Windsor Town Manager Tom Marsh said the bigger question for him is what the state would do with the buildings and grounds.

“It could be a good thing or it could be a bad thing,” Marsh said on Tuesday. “It really depends on creating a plan moving forward.”

Marsh said closing the facility and simply abandoning the buildings has the potential to lead to problems.

“We don’t want to tell the state how to run its penal system but if we can talk about repurposing the buildings, that could be good. So it depends on what they do afterward. That is really my concern,” Marsh said.

In his budget address, Scott said the Windsor facility has the highest per-capita costs of any male facility in the state.

Messages left for the Governor’s Office regarding the plan and when Scott would expect the prison to close were not immediately returned.

Marsh said the town receives $175,000 from the state under a Payment in Lieu of Taxes arrangement for all state-owned land in Windsor, and that would continue even if the prison closed.

State Rep. John Bartholomew, D-Hartland, whose district includes Windsor, said his initial reaction was that the closing would “not be a good thing for Windsor,” but added that he would keep an open mind and would wait to hear from residents.

Bartholomew said he wants to speak with constituents to better understand their feelings toward the prison and the proposal to close it.

“Some may say ‘no problem;’ others may think it would be the end of the world,” he said. “I’m not sure how constituents fall on it or what to make of it.”

The prison has operated since the 1970s, after the old state prison on State Street closed. That building was converted to the Olde Windsor Village apartments.

In 2015, a plan to close the correctional facility on County Road was pulled from the budget bill at the last minute by the Senate Appropriations Committee.
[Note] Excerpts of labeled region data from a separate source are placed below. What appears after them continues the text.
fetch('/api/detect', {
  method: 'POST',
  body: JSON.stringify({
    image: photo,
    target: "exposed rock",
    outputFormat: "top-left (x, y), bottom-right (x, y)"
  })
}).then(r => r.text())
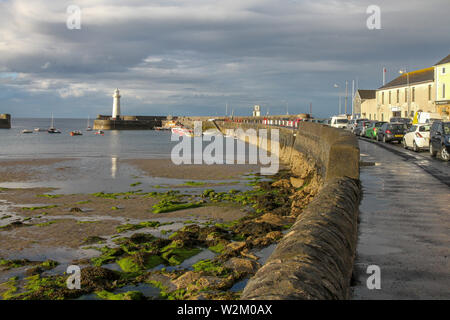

The prison was in the news a year ago when a 19,000-panel solar array was proposed by Green Mountain Power. Eventually GMP withdrew its plans after the Selectboard, under pressure from a group of residents, voted 5-0 to oppose the project. About the same time, most of the 900-acre prison property — save for the roughly 140 acres of prison land — was transferred to Vermont Fish and Wildlife from the Department of Building and General Services. Later, the 40 acres for the solar array also were placed under the jurisdiction of Fish and Wildlife.

Mike Quinn, a vocal opponent of the solar project, said on Tuesday that closing the prison may not be a “bad thing,” especially since Fish and Wildlife will be managing most of the property.

“There is untapped opportunity there,” Quinn said. “It seems like a solid, functioning facility. There have been water supply upgrades and fiber optics added. So how do you turn it into a new use? It will need some creative thinking.”

Selectboard member Clayton Paronto said he was “a little surprised” to hear the proposal from Marsh at Tuesday night’s Selectboard meeting because it has been mentioned previously.

Paronto said he agrees with Marsh, that if it does close, Windsor should have a “seat at the table” when the state discusses what to do with the property and buildings.

Paronto also said he would like to see the state turn the facility into a vocational center for some of the state’s inmates.

“Instead of closing it, make it into something really productive,” Paronto said.